Ben Meyer knows there’s more to your butcher’s case than meets the eye. Labels may tout “local” beef and pork, but in reality those Oregon connections may amount to creative marketing rather than any real “hooves on the ground” situations.
“Canadian pigs can come down on a train, and once they walk into an Oregon processing plant, they’re ‘Oregon pork,’” says Meyer, who co-owns Portland’s Grain & Gristle restaurant and Old Salt Marketplace & Meat Shop. “People don’t even know what they are and aren’t getting.”
And that’s if the meat even makes it to Portland. For years, the small number of USDA-approved slaughterhouses in the state* (there are only about a dozen)—has created a bottleneck for the local ranching industry; big operations hog the processing plants, which can leave smaller farms and ranches or purveyors trying to fulfill requests without a safe, legal way to get livestock from the farm to Portland plates.
Meyer’s solution? He and his business partners took over a small, half-century old slaughterhouse in Canby last winter, with the goal of helping more real Oregon ranchers supply Portland cooks and restaurants with high-quality, often sustainably raised, meat. “Our whole goal is to keep the identity of the ranch all the way to the consumer, with zero smoke and mirrors,” he explains.
The bonus for Meyer’s own popular Northeast Portland eateries? More elbow room to craft the sausages and cured meats they showcase at Old Salt and sell to other local restaurants, like Pizza Jerk and Ned Ludd. That includes Revel’s delicately flavored, creamy fat-capped hams (see recipe), which the crew brines and smokes over applewood chips at their new Revel HQ—in a smoker eight times bigger than their former box at Old Salt.
Just in time for the holidays, Meyer offers three truly local meats to pick up at Old Salt—and one salty-sweet Americana ham recipe that’ll double as an edible centerpiece for a festive table.
*By federal law, all livestock sold to the public for meat must be slaughtered in a USDA-approved facility.
Best in Case
Cattail Creek Lamb Cult Eugene-area rancher John Neumeister recently moved all his processing to Revel. The result? His legendarily tender, grass-fed lamb, typically only found on a few PDX restaurant menus, is now available for home cooks. Find whole legs, necks, and chops at Old Salt and at Whole Foods outposts across the Northwest—the first time locally raised lamb has been available at the schmancy market chain.

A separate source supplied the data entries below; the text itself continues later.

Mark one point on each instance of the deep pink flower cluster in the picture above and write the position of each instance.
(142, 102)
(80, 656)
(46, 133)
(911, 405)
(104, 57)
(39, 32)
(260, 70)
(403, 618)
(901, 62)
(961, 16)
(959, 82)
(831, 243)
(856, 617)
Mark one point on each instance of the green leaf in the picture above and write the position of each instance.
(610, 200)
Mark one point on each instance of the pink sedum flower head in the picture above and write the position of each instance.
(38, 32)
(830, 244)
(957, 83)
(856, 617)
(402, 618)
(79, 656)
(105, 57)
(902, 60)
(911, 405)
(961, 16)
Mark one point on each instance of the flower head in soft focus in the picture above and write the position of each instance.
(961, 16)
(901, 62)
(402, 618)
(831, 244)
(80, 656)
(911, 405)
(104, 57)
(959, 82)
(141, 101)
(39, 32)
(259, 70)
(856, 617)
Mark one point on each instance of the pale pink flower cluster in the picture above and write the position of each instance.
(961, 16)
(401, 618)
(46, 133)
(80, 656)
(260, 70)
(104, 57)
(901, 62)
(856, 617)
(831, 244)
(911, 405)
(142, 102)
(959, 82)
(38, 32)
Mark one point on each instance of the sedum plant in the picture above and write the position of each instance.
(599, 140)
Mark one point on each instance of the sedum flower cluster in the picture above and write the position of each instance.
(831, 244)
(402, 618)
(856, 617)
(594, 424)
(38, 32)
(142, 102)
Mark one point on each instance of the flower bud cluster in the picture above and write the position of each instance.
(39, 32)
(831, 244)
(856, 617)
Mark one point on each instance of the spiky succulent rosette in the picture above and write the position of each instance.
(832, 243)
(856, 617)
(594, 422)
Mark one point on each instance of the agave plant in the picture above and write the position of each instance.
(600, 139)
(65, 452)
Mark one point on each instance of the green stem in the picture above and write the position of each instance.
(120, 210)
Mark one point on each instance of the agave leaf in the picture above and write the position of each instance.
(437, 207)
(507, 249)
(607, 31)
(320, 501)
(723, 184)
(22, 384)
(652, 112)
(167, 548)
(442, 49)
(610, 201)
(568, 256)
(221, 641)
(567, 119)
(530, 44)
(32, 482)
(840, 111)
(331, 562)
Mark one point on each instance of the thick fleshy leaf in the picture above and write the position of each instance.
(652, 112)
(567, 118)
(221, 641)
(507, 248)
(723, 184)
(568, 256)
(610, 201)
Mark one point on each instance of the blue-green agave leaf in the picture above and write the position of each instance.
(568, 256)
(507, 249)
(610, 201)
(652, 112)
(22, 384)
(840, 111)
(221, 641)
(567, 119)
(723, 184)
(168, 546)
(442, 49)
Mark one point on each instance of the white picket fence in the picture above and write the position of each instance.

Payne Family Farms Pork If you’re a fan of Meyer’s flavorful, eponymous Ben’s Bacon, available at Old Salt, you’re already a Payne Family groupie. The Carlton-born-and-bred pigs are the only oinkers used in the chef’s kitchens (and as classic Crown Roasts and rolled porchettas in the holiday meat case). “They farm all of the grain for their hogs,” Meyer says. “I never have to ask where the feed comes from.” Revel also supplies Payne pigs for butchery queen Camas Davis’s Portland Meat Collective.
Six Ranch Beef This fifth-generation, women-run ranch in Enterprise specializes in rare Spanish Corriente cattle—small, lean beasties that spend their summers as roping calves at the Pendleton Round-Up and then return to graze on Six’s sustainable Wallowa County pastureland before they’re handed over to Revel. “Corrientes are flavorful because they’re little athletes, and the grind for hamburger is fantastic,” Meyer says. Look for Revel’s Six Ranch burgers at local restaurants in the coming months.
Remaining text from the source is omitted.